A large number of studies have repeatedly demonstrated the ability of FPGA accelerators to achieve one to four orders of magnitude speed-ups over software execution. This is due to (1) the elimination of the overhead endemic in the stored program model (load, store and control instructions), (2) the deployment of large scale operation, loop and thread parallelism, and (3) customized pipelined data-paths supporting data reuse and variable bit width data. However, their poor programmability continue to be the main obstacle to their wider adoption. ROCCC (Riverside Optimizing Compiler for Configurable Computing) is an innovative C to VHDL compilation framework specifically focused on FPGA-based code acceleration.
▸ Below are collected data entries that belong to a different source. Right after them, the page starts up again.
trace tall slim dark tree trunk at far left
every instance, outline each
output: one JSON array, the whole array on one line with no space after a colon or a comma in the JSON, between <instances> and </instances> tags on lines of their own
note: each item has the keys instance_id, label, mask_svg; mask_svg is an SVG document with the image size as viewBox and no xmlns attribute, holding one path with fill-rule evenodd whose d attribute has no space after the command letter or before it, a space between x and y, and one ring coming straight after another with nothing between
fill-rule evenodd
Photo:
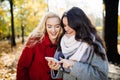
<instances>
[{"instance_id":1,"label":"tall slim dark tree trunk at far left","mask_svg":"<svg viewBox=\"0 0 120 80\"><path fill-rule=\"evenodd\" d=\"M11 13L11 47L16 46L15 42L15 30L14 30L14 16L13 16L13 0L10 0L10 13Z\"/></svg>"}]
</instances>

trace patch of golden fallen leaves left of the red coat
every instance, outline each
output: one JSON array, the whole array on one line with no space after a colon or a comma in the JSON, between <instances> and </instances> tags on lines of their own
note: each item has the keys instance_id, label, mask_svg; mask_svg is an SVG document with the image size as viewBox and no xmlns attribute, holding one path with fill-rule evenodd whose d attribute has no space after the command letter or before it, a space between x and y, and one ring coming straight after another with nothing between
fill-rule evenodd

Its focus is on extensive and unique loop analysis techniques to implement advanced compile time transformations and optimizations aimed at generating an efficient circuit from a loop nest. ROCCC 2.0 goes a step further in bridging the gap between the temporal programming model inherent in C and the spatial programming model specific to hardware by supporting a bottom-up modular design approach and the reuse of existing codes while maintaining full compatibility with C. Existing C, VHDL and netlist modules can be imported into C source codes. ROCCC 2.0 is a free and open source tool that has been ported to a variety of platforms including the Convey Computers HC-1 and FPGA boards from Pico Computing. Applications developed with ROCCC, including image processing, computer vision, bioinformatics and data mining, have been shown to achieve two to four orders of magnitude speed-up over CPUs.

Bio:

Walid A. Najjar is a Professor in the Department of Computer Science and Engineering at the University of California Riverside. His research interests are in the fields of computer architecture and compiler optimizations, embedded systems and sensor networks. Lately, he has been very active in the area of compilation for FPGA-based code acceleration and reconfigurable computing. NSF, DARPA and various industry sponsors have supported his research.
Walid received a B.E. in Electrical Engineering from the American University of Beirut in 1979 and the M.S. and Ph.D. in Computer Engineering from the University of Southern California in 1985 and 1988 respectively. From 1989 to 2000 he was on the faculty of the Department of Computer Science at Colorado State University, before that with the USC-Information Sciences Institute. He currently serves as Associate Editor for IEEE Transactions on Computers and IEEE Computer Architecture Letters and has served on the program committees for a number of leading conferences. He was a recipient of the IBM Faculty Award and was elected Fellow of the IEEE and the AAAS.